I remember people complaining about how awful it was while it aired, which suggests that widescale dismissal wasn’t a conclusion we culturally reached only after consideration and reflection. My friends who still watched the show at that point all reported back about how much they hated it. Later, I worked with someone who adored Roseanne, and we exchanged fond memories of the show…but when season nine came up, she grumbled about “the lottery season,” which seemed to say it all.
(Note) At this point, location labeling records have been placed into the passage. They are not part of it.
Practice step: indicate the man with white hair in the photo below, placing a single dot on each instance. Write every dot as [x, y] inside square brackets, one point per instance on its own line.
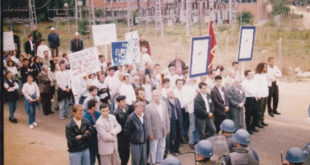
[157, 115]
[76, 43]
[54, 42]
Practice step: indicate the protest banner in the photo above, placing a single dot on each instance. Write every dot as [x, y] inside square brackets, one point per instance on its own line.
[246, 43]
[119, 53]
[104, 34]
[8, 41]
[84, 62]
[199, 56]
[133, 50]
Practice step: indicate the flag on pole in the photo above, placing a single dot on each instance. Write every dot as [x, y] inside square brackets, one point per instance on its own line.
[212, 45]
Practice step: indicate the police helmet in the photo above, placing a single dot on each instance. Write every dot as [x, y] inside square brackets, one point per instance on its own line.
[204, 148]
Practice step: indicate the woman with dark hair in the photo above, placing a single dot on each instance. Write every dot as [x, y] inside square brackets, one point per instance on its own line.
[11, 94]
[32, 96]
[261, 85]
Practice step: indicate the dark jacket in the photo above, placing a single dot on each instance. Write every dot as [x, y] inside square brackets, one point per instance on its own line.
[219, 104]
[200, 108]
[135, 130]
[44, 83]
[72, 130]
[28, 48]
[73, 47]
[53, 40]
[121, 118]
[173, 121]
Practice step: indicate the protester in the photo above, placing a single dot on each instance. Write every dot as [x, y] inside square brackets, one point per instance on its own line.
[11, 94]
[78, 134]
[31, 93]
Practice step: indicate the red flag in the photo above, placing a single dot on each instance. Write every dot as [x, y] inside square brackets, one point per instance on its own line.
[212, 45]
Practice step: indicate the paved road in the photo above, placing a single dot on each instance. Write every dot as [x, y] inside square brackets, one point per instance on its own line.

Even in this largely positive (and very good) Facebook fan group, season nine draws a lot of unexpectedly strong ire.
Needless to say, I was very excited to finally get to see those episodes for myself. I love garbage!
And, well…it really is garbage. Its hideous reputation is well deserved. The entire time I was watching earlier seasons, I refused to believe season nine could be quite as bad as everyone said. How could one of television’s best shows tumble so far so fast that it immediately became one of the worst? Even The Simpsons represented a gradual decline…how could Roseanne represent a plummet?
I could write a few thousand words about how awful it is, but you can probably find those elsewhere. Or you can watch it yourself, preferably after watching any number of the previous eight seasons so you can wonder what the hell happened, too.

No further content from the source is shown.